I am trying to use Tika in python to parse PDF files. I am using python 2.7 and a Mac. I cannot get it to work. I have installed it, then:

from tika import parser
raw = parser.from_file('...file')

I get this error (edited for brevity):

Retrieving http://search.maven.org/remotecontent ... to /var/folders/... [MainThread  ] [INFO ]  Retrieving http:// ... [MainThread  ] [WARNI]  Failed to see startup log message; retrying...
...
2019-04-08 14:53:05,910 [MainThread  ] [ERROR]  Tika startup log message not received after 3 tries.
2019-04-08 14:53:05,916 [MainThread  ] [ERROR]  Failed to receive startup confirmation from startServer.

My question is very similar to that here Use tika with python, runtimeerror: unable to start tika server. The top answer, though, doesn't work for me. I have installed Java 8, but it still doesn't work. What should I do?

1
If you grab the Tika App runnable jar manually, and try to run that directly (eg java -jar apache-tika-1.20.jar), does that work fine? - Gagravarr
I might be doing things wrong. I went to tika.apache.org/download.html and downloaded tika-server-1.20.jar. I then ran java - jar 'filepath to tika-server-1.20.jar'. I got this error: Exception in thread "main" java.lang.UnsupportedClassVersionError: org/apache/tika/server/TikaServerCli : Unsupported major.minor version 52.0. I did the same thing and got a similar error with tika-app1.20.jar` (Exception in thread "main" java.lang.UnsupportedClassVersionError: org/apache/tika/cli/TikaCLI : Unsupported major.minor version 52.0). - bill999
That means your version of Java is too old. Upgrade! Apache Tika needs Java 8+ - Gagravarr
I thought I had upgraded (I did so yesterday). When I go to Java Control Panel, it is Version 8 Update 201 (build 1.8.0_201-b09). But when I go to Terminal and do java -version, it says java version "1.6.0_65". What to do? - bill999
Uninstall the old version of Java 6? Helping you with Java on Windows isn't really a Tika problem though, so you really need a new questions! - Gagravarr

1 Answers

2
votes

Not sure you still have problem with this - or for anyone else coming here. Even though you installed Java 8 (from Oracle or so), the terminal still see the old java that comes with OSX.

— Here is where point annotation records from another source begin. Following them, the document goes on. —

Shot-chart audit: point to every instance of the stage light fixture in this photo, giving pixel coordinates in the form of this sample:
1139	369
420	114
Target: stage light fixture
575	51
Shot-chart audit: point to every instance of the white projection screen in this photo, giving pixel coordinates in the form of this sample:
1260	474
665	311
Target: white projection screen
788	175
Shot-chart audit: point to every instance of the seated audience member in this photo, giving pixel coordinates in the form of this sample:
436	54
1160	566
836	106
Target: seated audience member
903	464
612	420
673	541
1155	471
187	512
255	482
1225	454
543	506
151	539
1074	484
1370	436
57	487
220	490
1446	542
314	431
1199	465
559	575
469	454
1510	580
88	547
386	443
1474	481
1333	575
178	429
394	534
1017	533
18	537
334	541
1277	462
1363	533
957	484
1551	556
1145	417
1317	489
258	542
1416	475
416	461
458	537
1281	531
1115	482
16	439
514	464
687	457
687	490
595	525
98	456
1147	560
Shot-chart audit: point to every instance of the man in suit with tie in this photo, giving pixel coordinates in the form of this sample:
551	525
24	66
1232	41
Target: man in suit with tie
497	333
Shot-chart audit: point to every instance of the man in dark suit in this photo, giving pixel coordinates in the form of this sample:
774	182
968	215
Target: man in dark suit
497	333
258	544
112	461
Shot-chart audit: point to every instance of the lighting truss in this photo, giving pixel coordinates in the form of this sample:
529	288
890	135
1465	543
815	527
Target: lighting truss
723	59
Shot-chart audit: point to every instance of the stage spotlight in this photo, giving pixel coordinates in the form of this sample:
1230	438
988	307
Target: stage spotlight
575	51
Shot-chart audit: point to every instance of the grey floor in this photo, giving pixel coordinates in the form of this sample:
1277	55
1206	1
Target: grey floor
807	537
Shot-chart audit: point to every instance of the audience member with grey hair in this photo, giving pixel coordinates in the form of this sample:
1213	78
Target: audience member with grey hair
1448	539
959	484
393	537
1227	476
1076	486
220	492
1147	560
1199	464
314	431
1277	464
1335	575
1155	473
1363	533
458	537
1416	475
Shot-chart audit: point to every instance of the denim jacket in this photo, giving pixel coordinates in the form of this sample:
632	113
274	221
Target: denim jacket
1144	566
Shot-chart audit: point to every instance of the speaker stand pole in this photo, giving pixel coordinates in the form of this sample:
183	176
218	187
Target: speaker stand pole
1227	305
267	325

You need to tell the terminal to use the new Java you have just installed. Put this into your .bash_profile

export JAVA_HOME="/Library/Internet Plug-Ins/JavaAppletPlugin.plugin/Contents/Home/"

else, check System Preference > Java > Java > View > Path

you can see the path for Java, copy everything up to Home/ and paste it to export JAVA_HOME=""

Restart your terminal and tike should work now